Re: [PATCH 4/4] pidfs: implement fh_to_dentry

From: Christian Brauner
Date: Wed Nov 13 2024 - 08:26:40 EST


On Wed, Nov 13, 2024 at 02:06:56PM +0100, Erin Shepherd wrote:
> On 13/11/2024 13:09, Christian Brauner wrote:
>
> > Hm, a pidfd comes in two flavours:
> >
> > (1) thread-group leader pidfd: pidfd_open(<pid>, 0)
> > (2) thread pidfd: pidfd_open(<pid>, PIDFD_THREAD)
> >
> > In your current scheme fid->pid = pid_nr(pid) means that you always
> > encode a pidfs file handle for a thread pidfd no matter if the provided
> > pidfd was a thread-group leader pidfd or a thread pidfd. This is very
> > likely wrong as it means users that use a thread-group pidfd get a
> > thread-specific pid back.
> >
> > I think we need to encode (1) and (2) in the pidfs file handle so users
> > always get back the correct type of pidfd.
> >
> > That very likely means name_to_handle_at() needs to encode this into the
> > pidfs file handle.
>
> I guess a question here is whether a pidfd handle encodes a handle to a pid
> in a specific mode, or just to a pid in general? The thought had occurred
> to me while I was working on this initially, but I felt like perhaps treating
> it as a property of the file descriptor in general was better.
>
> Currently open_by_handle_at always returns a thread-group pidfd (since
> PIDFD_THREAD) isn't set, regardless of what type of pidfd you passed to
> name_to_handle_at. I had thought that PIDFD_THREAD/O_EXCL would have been

I don't think you're returning a thread-groupd pidfd from
open_by_handle_at() in your scheme. After all you're encoding the tid in
pid_nr() so you'll always find the struct pid for the thread afaict. If
I'm wrong could you please explain how you think this works? I might
just be missing something obvious.

> passed through to f->f_flags on the restored pidfd, but upon checking I see that
> it gets filtered out in do_dentry_open.

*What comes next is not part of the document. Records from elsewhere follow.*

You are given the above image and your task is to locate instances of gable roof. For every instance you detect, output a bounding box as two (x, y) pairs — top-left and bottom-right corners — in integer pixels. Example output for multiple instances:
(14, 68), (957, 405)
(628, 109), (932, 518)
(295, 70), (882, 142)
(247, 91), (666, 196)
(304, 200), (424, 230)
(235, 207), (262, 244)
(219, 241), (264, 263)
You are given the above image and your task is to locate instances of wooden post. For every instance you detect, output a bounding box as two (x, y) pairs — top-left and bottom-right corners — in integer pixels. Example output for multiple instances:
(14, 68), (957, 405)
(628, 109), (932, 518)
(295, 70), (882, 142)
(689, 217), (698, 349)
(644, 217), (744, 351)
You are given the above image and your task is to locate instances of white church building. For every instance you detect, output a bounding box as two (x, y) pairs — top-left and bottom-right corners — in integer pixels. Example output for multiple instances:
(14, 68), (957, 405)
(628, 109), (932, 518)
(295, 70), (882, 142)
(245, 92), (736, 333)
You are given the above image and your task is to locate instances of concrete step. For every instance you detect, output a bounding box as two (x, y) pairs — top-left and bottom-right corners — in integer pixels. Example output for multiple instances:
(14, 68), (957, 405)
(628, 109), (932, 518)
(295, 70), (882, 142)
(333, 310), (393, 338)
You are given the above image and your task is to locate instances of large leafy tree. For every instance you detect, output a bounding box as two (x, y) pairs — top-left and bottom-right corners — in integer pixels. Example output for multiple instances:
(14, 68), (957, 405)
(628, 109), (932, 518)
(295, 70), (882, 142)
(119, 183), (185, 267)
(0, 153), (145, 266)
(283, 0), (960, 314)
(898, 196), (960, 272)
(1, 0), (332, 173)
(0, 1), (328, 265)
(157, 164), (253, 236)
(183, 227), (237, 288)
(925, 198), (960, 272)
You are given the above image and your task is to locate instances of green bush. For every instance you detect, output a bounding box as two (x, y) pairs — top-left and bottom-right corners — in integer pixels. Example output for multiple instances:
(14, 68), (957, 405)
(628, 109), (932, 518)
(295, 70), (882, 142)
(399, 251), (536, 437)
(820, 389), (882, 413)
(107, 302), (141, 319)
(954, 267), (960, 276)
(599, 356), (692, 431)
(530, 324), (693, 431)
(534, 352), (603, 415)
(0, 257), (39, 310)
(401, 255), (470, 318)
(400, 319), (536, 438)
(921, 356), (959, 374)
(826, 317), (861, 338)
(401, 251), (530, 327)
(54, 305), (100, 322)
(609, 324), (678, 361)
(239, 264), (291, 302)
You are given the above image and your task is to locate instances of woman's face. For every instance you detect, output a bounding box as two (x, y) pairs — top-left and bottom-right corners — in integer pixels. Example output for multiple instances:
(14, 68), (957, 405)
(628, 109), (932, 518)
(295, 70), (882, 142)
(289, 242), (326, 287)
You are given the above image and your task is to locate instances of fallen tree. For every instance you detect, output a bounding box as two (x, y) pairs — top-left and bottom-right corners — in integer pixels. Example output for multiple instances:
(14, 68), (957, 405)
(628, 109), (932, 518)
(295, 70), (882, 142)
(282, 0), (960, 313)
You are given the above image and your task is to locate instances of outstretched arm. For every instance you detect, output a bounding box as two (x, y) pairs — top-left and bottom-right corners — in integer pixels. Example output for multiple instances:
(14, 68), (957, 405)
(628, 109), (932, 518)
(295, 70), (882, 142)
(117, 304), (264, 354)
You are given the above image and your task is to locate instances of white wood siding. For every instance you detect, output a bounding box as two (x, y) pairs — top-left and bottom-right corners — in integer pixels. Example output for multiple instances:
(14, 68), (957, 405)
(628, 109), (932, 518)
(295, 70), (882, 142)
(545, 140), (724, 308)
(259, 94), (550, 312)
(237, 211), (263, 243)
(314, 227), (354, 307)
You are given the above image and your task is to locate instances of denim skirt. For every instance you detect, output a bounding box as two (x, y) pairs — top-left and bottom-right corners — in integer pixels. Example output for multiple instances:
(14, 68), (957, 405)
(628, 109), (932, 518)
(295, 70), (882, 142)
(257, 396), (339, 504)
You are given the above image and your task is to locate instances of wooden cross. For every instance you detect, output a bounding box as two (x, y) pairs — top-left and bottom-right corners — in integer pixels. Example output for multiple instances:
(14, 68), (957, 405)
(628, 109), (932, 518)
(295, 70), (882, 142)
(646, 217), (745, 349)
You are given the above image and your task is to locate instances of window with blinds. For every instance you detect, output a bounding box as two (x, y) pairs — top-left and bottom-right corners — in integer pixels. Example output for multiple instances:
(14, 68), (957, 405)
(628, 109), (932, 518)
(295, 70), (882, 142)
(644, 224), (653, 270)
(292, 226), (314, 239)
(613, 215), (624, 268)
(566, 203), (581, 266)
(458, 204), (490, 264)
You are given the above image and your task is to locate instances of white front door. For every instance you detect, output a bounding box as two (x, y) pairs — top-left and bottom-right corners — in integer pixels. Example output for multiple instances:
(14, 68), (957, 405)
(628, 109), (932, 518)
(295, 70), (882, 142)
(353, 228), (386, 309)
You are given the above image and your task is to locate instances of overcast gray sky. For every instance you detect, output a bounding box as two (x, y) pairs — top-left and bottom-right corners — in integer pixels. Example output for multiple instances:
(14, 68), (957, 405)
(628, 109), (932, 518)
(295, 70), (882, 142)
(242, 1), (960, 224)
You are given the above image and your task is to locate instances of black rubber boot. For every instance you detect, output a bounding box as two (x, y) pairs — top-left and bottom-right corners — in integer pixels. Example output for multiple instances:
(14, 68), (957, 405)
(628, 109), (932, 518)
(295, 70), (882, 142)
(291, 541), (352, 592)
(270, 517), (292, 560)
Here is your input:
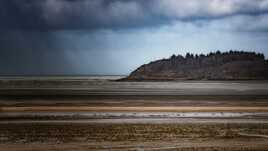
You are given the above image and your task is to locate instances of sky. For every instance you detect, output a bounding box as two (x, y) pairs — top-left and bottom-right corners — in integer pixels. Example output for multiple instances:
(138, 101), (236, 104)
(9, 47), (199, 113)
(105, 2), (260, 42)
(1, 0), (268, 75)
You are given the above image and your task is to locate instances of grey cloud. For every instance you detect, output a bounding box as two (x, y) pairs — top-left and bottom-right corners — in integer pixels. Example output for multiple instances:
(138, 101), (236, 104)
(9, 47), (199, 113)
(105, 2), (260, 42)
(205, 14), (268, 33)
(1, 0), (268, 30)
(153, 0), (268, 19)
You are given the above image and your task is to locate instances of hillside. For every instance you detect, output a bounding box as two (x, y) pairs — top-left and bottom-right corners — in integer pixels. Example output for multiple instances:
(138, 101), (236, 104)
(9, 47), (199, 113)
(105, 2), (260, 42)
(122, 51), (268, 81)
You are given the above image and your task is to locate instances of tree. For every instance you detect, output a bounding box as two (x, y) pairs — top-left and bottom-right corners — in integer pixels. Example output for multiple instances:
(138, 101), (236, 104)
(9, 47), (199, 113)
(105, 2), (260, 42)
(190, 54), (194, 59)
(186, 53), (191, 58)
(170, 54), (176, 59)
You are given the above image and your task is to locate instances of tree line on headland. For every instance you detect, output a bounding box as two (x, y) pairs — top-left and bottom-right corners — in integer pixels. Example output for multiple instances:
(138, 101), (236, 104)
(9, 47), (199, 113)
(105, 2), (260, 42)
(121, 50), (268, 81)
(174, 50), (264, 60)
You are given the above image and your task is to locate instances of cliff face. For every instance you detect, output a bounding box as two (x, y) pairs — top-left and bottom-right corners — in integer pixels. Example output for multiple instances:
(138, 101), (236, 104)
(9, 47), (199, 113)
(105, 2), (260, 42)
(124, 51), (268, 81)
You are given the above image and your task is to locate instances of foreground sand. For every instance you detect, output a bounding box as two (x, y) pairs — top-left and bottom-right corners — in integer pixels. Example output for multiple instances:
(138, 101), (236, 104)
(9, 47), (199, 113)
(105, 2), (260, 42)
(1, 98), (268, 150)
(1, 139), (268, 151)
(1, 79), (268, 150)
(1, 104), (268, 150)
(1, 122), (268, 151)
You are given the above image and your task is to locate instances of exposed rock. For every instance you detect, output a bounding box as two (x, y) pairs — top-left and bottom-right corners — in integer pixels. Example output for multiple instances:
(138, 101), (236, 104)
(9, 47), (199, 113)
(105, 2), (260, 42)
(122, 51), (268, 81)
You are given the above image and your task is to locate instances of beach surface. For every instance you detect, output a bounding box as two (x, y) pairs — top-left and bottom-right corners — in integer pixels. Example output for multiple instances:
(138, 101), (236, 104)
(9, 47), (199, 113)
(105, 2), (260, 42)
(0, 76), (268, 150)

It does, but note that __pidfd_prepare() raises it explicitly on the
file afterwards. So it works fine.

>
> I feel like leaving it up to the caller of open_by_handle_at might be better
> (because they are probably better informed about whether they want poll() to
> inform them of thread or process exit) but I could lean either way.

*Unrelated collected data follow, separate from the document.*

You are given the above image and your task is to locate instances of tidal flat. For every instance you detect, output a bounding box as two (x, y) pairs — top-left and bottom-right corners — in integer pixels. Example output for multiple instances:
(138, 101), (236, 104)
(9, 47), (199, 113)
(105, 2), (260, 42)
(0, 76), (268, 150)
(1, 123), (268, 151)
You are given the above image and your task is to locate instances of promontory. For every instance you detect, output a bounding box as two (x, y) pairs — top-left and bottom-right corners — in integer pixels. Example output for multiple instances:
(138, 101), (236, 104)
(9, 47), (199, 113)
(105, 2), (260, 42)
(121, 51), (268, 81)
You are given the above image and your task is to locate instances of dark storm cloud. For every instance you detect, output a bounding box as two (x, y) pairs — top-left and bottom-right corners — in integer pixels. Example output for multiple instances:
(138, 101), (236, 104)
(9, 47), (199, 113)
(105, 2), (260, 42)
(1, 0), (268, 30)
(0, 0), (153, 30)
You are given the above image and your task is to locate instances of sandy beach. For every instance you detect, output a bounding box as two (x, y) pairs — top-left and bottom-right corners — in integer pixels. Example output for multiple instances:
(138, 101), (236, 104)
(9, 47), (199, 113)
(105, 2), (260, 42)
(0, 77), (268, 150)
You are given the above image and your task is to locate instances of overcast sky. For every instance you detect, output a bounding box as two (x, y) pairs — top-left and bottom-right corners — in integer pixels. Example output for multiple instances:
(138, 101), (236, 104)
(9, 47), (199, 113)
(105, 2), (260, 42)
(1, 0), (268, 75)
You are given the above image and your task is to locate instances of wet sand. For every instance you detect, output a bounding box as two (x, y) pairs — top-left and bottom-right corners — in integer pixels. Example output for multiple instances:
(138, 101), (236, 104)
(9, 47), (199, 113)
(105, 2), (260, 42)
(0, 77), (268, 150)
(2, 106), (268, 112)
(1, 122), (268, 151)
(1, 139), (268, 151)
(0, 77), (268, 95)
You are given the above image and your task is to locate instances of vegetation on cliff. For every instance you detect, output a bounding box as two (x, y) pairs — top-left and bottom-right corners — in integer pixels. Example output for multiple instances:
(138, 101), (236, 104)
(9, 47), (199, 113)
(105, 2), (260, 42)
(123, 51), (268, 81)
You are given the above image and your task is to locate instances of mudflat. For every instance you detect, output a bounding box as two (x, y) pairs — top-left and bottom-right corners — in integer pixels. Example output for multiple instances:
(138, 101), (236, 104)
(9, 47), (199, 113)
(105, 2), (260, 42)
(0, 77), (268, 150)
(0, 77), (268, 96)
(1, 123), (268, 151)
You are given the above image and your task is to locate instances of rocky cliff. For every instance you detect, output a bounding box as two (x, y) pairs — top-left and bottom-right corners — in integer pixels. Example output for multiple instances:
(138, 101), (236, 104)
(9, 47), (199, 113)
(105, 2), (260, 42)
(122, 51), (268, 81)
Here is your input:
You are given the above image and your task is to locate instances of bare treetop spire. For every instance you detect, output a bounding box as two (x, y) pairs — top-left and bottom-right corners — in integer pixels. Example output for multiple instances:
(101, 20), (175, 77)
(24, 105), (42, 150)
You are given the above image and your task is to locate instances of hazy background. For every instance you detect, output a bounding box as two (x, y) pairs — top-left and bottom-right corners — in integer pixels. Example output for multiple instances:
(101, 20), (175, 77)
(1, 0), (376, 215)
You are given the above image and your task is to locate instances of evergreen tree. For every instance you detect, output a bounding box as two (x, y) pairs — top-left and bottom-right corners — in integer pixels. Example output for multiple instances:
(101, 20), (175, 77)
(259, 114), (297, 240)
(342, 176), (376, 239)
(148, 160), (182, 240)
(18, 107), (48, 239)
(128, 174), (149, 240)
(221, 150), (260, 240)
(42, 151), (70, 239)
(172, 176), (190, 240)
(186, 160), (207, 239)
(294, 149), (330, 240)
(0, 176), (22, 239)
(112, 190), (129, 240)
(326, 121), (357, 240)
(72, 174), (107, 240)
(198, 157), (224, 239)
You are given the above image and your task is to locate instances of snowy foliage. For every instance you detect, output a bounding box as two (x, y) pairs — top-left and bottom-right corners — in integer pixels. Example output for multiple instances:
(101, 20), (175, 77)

So in order to decode a pidfs file handle you want the caller to have to
specify O_EXCL in the flags argument of open_by_handle_at()? Is that
your idea?

>
> >> +static struct dentry *pidfs_fh_to_dentry(struct super_block *sb,
> >> + struct fid *gen_fid,
> >> + int fh_len, int fh_type)
> >> +{
> >> + int ret;
> >> + struct path path;
> >> + struct pidfd_fid *fid = (struct pidfd_fid *)gen_fid;
> >> + struct pid *pid;
> >> +
> >> + if (fh_type != FILEID_INO64_GEN || fh_len < PIDFD_FID_LEN)
> >> + return NULL;
> >> +
> >> + pid = find_get_pid_ns(fid->pid, &init_pid_ns);
> >> + if (!pid || pid->ino != fid->ino || pid_vnr(pid) == 0) {
> >> + put_pid(pid);
> >> + return NULL;
> >> + }
> > I think we can avoid the premature reference bump and do:
> >
> > scoped_guard(rcu) {
> > struct pid *pid;
> >
> > pid = find_pid_ns(fid->pid, &init_pid_ns);
> > if (!pid)
> > return NULL;
> >
> > /* Did the pid get recycled? */
> > if (pid->ino != fid->ino)
> > return NULL;
> >
> > /* Must be resolvable in the caller's pid namespace. */
> > if (pid_vnr(pid) == 0)
> > return NULL;
> >
> > /* Ok, this is the pid we want. */
> > get_pid(pid);
> > }
>
> I can go with that if preferred. I was worried a bit about making the RCU
> critical section too large, but of course I'm sure there are much larger
> sections inside the kernel.

This is perfectly fine. Don't worry about it.

>
> >> +
> >> + ret = path_from_stashed(&pid->stashed, pidfs_mnt, pid, &path);
> >> + if (ret < 0)
> >> + return ERR_PTR(ret);
> >> +
> >> + mntput(path.mnt);
> >> + return path.dentry;
> >> }
>
> Similarly here i should probably refactor this into dentry_from_stashed in
> order to avoid a needless bump-then-drop of path.mnt's reference count

No, what you have now is fine. I wouldn't add a specific helper for
this. In contrast to the pid the pidfs mount never goes away.